A Performance Cycle
A project by Nomas Foundation, Rome
Curated by Cecilia Canziani and Ilaria Gianni
In collaboration with the Accademia di Belle Arti di Roma, Cattedra di Fenomenologia delle arti Contemporanee, Professor Cecilia Casorati
Under the Patronage of Comune di Roma Assessorato alle Politiche Culturali e della Comunicazione
Calendar:
March 3rd, 2010, at 6.30pm - Ryan Gander
Liceo Artistico Ripetta (aula Magna), via di Ripetta 218, Rome
March 10th, 2010, at 6.30pm - Pierre Leguillon
Accademia di Belle Arti di Roma (aula Colleoni), via di Ripetta 222, Rome
March 17th, 2010, at 6.30pm - Tris Vonna Michell
Accademia di Belle Arti di Roma (aula Colleoni), via di Ripetta 222, Rome
March 24th, 2010, at 6.30pm – Patrizio Di Massimo
Accademia di Belle Arti di Roma (Ferro di Cavallo), piazza Ferro di Cavallo 3, Rome
Archiving, gathering, exhibiting, recounting, remembering, loving, desiring, ordering, mapping. A Performance Cycle presents four commissions to Patrizio di Massimo, Ryan Gander, Pierre Leguillon, Tris Vonna-Michell, for the first time in Rome. Developed in collaboration with the Academy of Fine Arts of Rome, A Performance Cycle is produced by Nomas Foundation, and curated by Cecilia Canziani and Ilaria Gianni.
A Performance Cycle analyses collecting as a cultural practice through the work of artists that make use of the archive and the collection in their practice.
The four newly produced performances reflect on the venue that hosts them – a place dedicated to education – and the city of Rome, engaging with the public through a variety of languages such as theatre, storytelling and dance.
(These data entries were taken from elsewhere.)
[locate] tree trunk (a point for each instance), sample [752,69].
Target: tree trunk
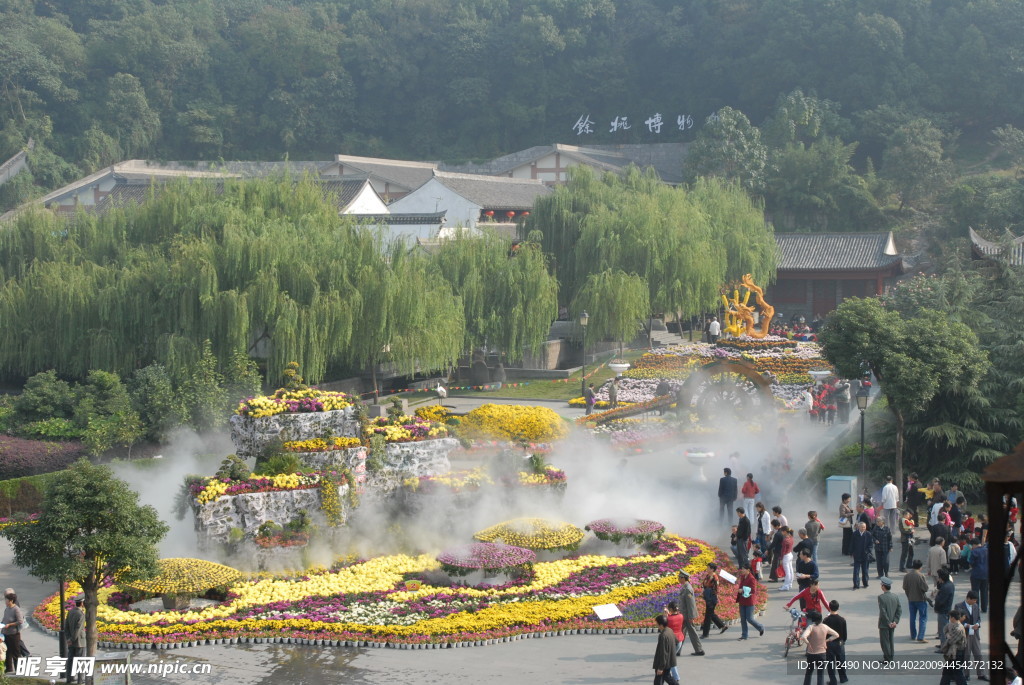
[900,424]
[90,588]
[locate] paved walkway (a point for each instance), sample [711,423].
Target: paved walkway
[659,485]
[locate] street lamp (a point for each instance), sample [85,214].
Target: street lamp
[862,404]
[584,317]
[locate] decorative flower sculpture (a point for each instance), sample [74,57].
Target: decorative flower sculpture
[534,533]
[637,530]
[487,557]
[185,576]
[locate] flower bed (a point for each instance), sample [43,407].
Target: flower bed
[534,533]
[486,557]
[636,531]
[513,422]
[293,401]
[404,429]
[11,520]
[212,488]
[322,444]
[368,601]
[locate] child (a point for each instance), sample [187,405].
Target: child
[968,524]
[756,558]
[954,554]
[965,544]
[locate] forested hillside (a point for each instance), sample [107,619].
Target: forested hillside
[95,82]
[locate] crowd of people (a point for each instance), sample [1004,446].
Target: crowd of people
[768,548]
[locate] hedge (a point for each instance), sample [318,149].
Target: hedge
[23,495]
[19,457]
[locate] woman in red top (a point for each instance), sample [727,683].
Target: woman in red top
[788,566]
[811,599]
[744,597]
[675,621]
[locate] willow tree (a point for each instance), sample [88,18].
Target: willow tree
[508,295]
[262,267]
[411,318]
[616,302]
[684,244]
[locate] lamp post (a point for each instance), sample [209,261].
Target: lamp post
[584,317]
[862,404]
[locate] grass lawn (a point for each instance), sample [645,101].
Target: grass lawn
[547,389]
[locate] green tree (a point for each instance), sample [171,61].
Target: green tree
[616,303]
[104,413]
[156,401]
[730,146]
[814,187]
[913,359]
[45,396]
[90,526]
[204,394]
[508,295]
[914,162]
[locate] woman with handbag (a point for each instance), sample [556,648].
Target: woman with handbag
[12,617]
[709,592]
[846,522]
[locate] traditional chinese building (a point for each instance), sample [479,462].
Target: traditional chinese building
[817,271]
[550,164]
[1012,248]
[470,199]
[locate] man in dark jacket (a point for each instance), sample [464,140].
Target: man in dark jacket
[979,571]
[742,538]
[665,654]
[883,537]
[74,633]
[860,547]
[836,649]
[728,489]
[943,603]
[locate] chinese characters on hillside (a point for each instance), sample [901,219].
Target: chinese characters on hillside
[652,124]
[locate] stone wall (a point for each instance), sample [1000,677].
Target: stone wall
[215,519]
[353,459]
[251,436]
[427,458]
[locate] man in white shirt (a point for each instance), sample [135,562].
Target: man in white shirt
[714,330]
[890,504]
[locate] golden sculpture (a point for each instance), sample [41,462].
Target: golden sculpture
[739,315]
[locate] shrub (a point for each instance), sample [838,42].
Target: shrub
[279,464]
[25,458]
[25,495]
[233,468]
[53,429]
[45,396]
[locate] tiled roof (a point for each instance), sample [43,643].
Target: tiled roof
[402,218]
[495,191]
[986,248]
[667,158]
[131,189]
[836,252]
[407,174]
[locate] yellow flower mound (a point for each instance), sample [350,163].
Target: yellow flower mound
[534,533]
[186,575]
[322,444]
[436,413]
[383,573]
[513,422]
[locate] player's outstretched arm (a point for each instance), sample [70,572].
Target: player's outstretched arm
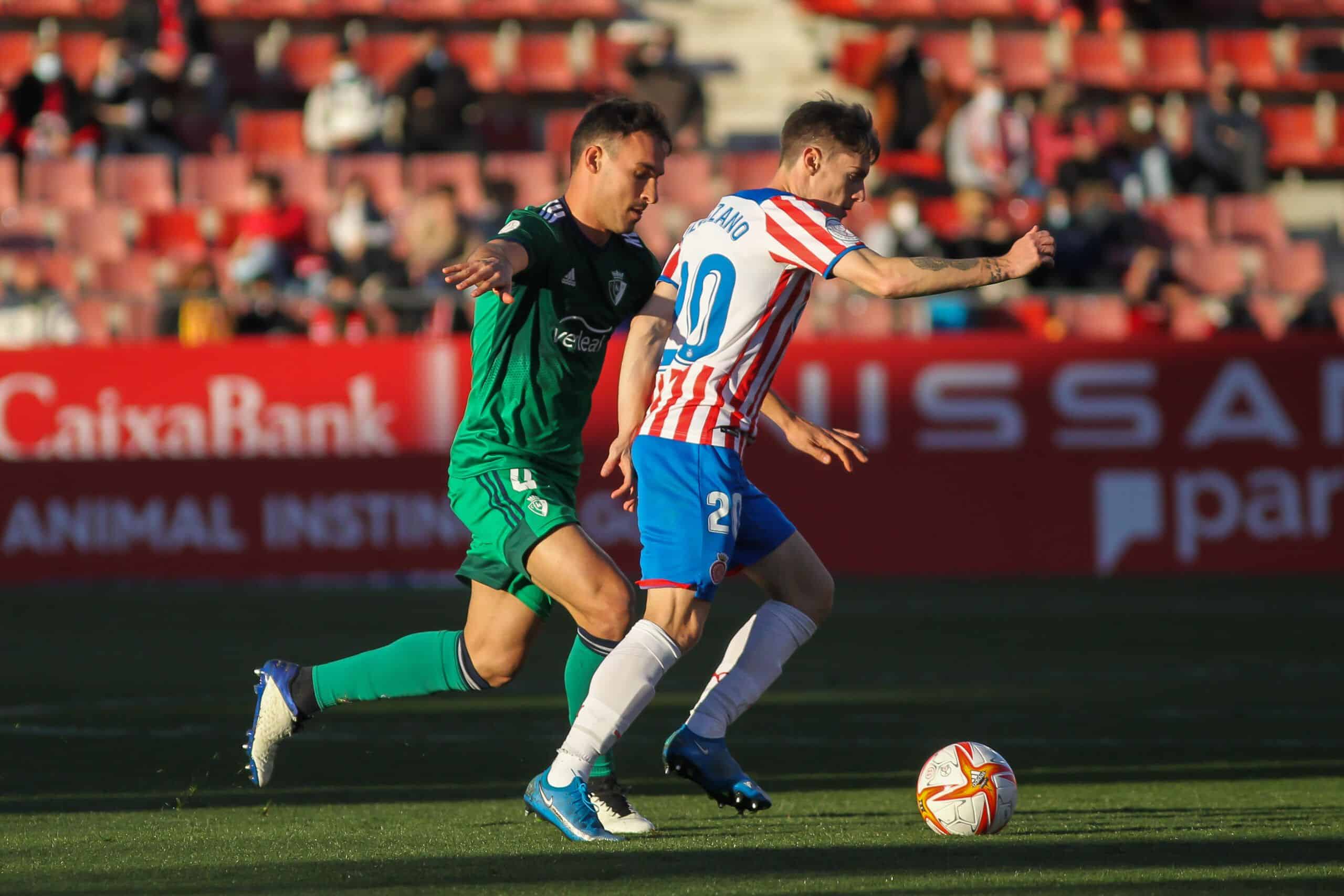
[810,438]
[492,267]
[639,368]
[910,277]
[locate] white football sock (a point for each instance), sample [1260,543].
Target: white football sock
[753,661]
[622,688]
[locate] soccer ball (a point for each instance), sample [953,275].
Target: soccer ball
[967,789]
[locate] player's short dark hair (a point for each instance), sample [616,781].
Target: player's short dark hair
[828,120]
[617,117]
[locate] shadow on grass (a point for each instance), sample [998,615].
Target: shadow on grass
[580,866]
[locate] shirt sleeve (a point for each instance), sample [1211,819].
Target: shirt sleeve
[800,234]
[671,270]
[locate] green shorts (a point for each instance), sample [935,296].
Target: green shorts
[508,512]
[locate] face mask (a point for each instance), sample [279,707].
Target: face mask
[47,68]
[904,217]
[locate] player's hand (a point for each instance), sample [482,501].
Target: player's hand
[486,275]
[618,458]
[1035,249]
[823,444]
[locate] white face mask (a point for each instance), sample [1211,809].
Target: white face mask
[47,68]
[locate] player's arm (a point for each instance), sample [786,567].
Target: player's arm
[910,277]
[810,438]
[649,330]
[491,267]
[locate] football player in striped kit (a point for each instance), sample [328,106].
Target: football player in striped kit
[706,349]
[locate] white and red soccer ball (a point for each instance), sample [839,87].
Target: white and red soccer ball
[967,789]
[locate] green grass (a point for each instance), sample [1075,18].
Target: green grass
[1170,736]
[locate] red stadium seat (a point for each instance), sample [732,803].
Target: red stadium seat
[531,174]
[214,181]
[1292,138]
[139,182]
[308,58]
[97,234]
[1184,219]
[382,171]
[1251,53]
[65,183]
[386,57]
[475,51]
[460,170]
[1172,61]
[1098,61]
[1299,269]
[952,51]
[303,179]
[543,65]
[80,54]
[272,133]
[15,57]
[1022,59]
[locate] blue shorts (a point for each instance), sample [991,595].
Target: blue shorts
[699,516]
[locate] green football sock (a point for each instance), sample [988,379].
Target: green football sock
[586,656]
[412,667]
The collaboration between Nomas Foundation and Accademia di Belle Arti di Roma aims at fostering the interaction between the students and the art system. nasce con l’obiettivo di creare un’interazione attiva fra gli studenti e il mondo dell’arte contemporanea. A Performance Cycle confronted the young professionals with the making of an exhibition, in constant dialogue with the invited artists.
Notes:
The potential inwardness of objects is one of their most powerful characteristics, ambiguous and elusive though it may be. Objects hang before the eyes of imagination, continuously re-presenting ourselves to ourselves, and telling the stories of our lives in ways which would be impossible otherwise.
S. Peirce
With collecting it is decisive that the object is released from all its original functions in order to enter into the closest possible relationship with its equivalents.
W. Benjamin
The kind of object collected is not important: what matters is the reframing of the object within the collection, as an act of formal admission from one state to another.
S. Peirce
What is this ‘completeness’? It is a grand attempt to overcome the wholly irrational character of the object’s mere presence at hand through its integration into a new, expressly devised historical system: the collection.
W. Benjamin
A structure can be methodically threatened in order to be comprehended more clearly and to reveal not only its supports but also that secret place in which it is neither construction nor ruin, but lability.